China's national grain reserves may be polluted by genetically modified (GM) rice after tainted rice was discovered in Central China's Hubei province, Greenpeace representatives warned on Tuesday.
Lorena Luo, a food and agriculture specialist with non-governmental environmental organization Greenpeace, said its monitors found three distinct GM-positive rice samples produced in 2007 by two grain processing companies in the Hubei capital of Wuhan.
"In April, we bought three rice samples weighing 1,200 grams in Wuhan - all of which has been tested as GM at a qualified lab in Hong Kong," Luo told reporters on Tuesday.
The test results indicated the rice was developed from one of the two strains of pest-resistant GM rice, which was cultivated by the Wuhan-based Huazhong Agricultural University and was issued with bio-safety certificates by the Ministry of Agriculture last August.
Luo, however, declined to name the Hong Kong-based laboratory.
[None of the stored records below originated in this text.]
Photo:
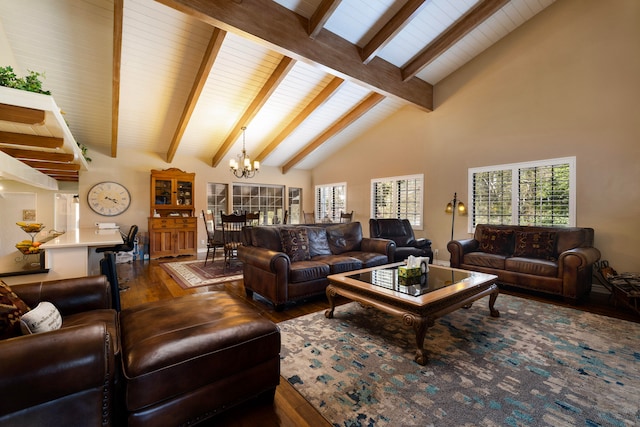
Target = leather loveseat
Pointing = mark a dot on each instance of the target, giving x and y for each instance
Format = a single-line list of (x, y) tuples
[(288, 272), (553, 260)]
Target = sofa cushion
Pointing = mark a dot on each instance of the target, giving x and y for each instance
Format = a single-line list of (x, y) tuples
[(535, 244), (536, 267), (497, 242), (11, 309), (344, 237), (483, 259), (304, 271), (295, 243), (339, 263), (318, 241)]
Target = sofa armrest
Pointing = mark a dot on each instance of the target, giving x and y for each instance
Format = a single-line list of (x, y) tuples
[(457, 249), (379, 245), (41, 368), (265, 259), (70, 296)]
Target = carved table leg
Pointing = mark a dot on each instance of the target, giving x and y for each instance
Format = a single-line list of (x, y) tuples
[(330, 294), (492, 301)]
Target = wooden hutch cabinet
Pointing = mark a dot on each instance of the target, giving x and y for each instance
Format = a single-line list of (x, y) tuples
[(173, 226)]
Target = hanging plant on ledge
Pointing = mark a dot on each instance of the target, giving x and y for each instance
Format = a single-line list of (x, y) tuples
[(31, 82)]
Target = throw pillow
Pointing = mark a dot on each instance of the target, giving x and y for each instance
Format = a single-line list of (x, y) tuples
[(496, 241), (535, 244), (295, 243), (11, 308), (44, 318)]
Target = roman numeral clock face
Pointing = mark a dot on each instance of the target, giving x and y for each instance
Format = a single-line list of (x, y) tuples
[(109, 198)]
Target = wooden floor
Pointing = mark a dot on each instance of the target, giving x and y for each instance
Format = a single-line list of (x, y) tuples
[(148, 282)]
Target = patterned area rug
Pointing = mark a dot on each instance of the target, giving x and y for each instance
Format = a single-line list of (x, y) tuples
[(190, 274), (536, 365)]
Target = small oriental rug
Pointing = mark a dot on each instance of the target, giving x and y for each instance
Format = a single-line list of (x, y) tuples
[(190, 274), (536, 365)]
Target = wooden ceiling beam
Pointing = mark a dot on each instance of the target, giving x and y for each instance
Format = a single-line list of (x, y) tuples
[(283, 68), (321, 16), (451, 36), (396, 24), (118, 14), (31, 140), (38, 155), (36, 164), (282, 30), (27, 116), (353, 115), (209, 57), (320, 99)]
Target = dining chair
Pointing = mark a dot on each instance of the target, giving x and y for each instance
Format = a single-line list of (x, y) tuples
[(232, 235), (214, 239), (344, 217)]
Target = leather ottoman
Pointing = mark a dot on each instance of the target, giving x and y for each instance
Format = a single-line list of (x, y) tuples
[(187, 359)]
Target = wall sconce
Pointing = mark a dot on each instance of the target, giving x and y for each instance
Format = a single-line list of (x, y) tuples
[(453, 206)]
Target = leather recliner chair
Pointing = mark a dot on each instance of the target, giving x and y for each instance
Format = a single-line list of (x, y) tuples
[(401, 232), (66, 376)]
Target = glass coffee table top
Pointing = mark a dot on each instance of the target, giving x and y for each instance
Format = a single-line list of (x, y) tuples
[(389, 278)]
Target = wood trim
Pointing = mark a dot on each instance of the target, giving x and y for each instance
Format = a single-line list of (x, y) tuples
[(282, 30), (396, 24), (118, 14), (353, 115), (38, 155), (31, 140), (281, 71), (320, 99), (209, 57), (27, 116), (321, 16), (446, 40)]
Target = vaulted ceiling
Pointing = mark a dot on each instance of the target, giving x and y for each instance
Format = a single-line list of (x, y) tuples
[(182, 77)]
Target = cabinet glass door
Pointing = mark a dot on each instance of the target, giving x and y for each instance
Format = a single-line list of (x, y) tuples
[(185, 192), (163, 192)]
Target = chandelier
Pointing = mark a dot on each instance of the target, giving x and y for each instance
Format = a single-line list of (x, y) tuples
[(243, 160)]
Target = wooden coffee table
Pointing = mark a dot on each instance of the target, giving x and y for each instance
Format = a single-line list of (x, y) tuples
[(418, 303)]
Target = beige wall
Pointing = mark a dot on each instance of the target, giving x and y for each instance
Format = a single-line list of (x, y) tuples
[(564, 84), (133, 170)]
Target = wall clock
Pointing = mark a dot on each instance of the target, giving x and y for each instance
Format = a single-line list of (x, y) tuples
[(108, 198)]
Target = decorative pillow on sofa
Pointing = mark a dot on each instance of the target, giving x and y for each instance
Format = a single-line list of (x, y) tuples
[(497, 242), (44, 318), (535, 244), (295, 243), (11, 309)]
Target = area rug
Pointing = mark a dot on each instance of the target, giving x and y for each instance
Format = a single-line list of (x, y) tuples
[(190, 274), (536, 365)]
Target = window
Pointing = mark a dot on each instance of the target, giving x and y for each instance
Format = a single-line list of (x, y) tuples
[(266, 199), (331, 199), (295, 205), (532, 193), (217, 198), (398, 197)]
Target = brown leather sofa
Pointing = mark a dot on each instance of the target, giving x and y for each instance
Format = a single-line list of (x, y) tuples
[(554, 260), (66, 376), (401, 232), (332, 248)]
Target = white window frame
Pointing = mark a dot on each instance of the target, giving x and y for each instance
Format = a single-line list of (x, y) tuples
[(397, 200), (515, 168), (329, 211)]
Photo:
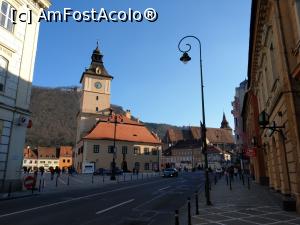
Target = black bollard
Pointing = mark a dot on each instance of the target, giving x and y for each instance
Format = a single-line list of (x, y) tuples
[(176, 217), (197, 204), (32, 188), (40, 184), (189, 212), (243, 180), (248, 182)]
"Most grains in our company were coming from nearby State-owned grain depots as well as the national grain reserve," an unidentified worker at the Guocheng Rice Company, one of the two companies with the tainted rice samples, testified in a video provided by Greenpeace.
"If true, the report will be a serious problem, as GM rice in the national grain reserves could spread into other places," Lu Bu, a researcher from the Institute of Agriculture Resources and Regional Planning at the Chinese Academy of Agricultural Sciences, told China Daily on Tuesday.